Wednesday, 27 July 2022

Identifying Syntex use cases - how the SharePoint Syntex assessment tool can help

If you're a regular reader of this blog, you'll know I'm a big advocate of what Microsoft are doing with SharePoint Syntex. In short, Syntex brings intelligent automation to every organisation for processes which involve documents - and in most businesses today, that's a substantial proportion of processes. We're in the middle of big shift in technology where cloud power is commoditising advanced AI and automation capabilities so that they are no longer restricted to expensive, specialist, and often industry-specific tools. Examples of this include the legal and engineering sectors, in which it has been common to invest in specialist proposal generation and contract automation software, but usually at significant cost. Instead, these AI and automation tools are now baked into core platforms such as Microsoft 365 and democratised so that 'ordinary' employees can tap into them - add-on licensing might be required, but these tools have never so widely available. 
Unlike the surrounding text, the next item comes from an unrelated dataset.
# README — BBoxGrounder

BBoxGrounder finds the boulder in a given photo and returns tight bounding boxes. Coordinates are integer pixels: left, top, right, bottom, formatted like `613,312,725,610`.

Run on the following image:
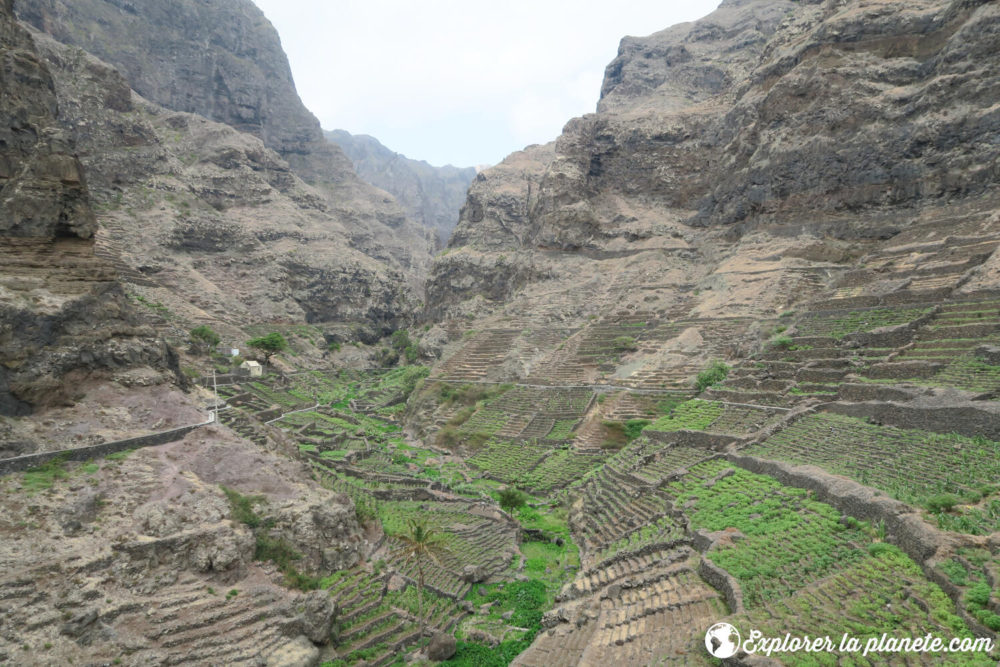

As market awareness grows, Syntex is forming quite a few of my client conversations at the moment. Organisations are considering how this new tool could help them, and in common with other innovative technologies one of the challenges is identifying use cases within the business where Syntex could have a big impact. I have a lot of thoughts on this in general, but one thing Microsoft have done to help is release the Microsoft 365 Assessment Tool (gradually replacing what was the PnP Modernization Scanner) which now has a 'Syntex mode' specifically - this can be used to assess your tenant and usage for Syntex automation opportunities. The idea is that by scanning your SharePoint landscape and IA for certain characteristics, this could uncover areas of the business using SharePoint in certain ways where Syntex could help. In reality, Syntex really shines where documents are part of a complex or time-consuming process - and a tool can only go so far in identifying that. But the idea has merit, so let's explore what the tool provides and how it's used.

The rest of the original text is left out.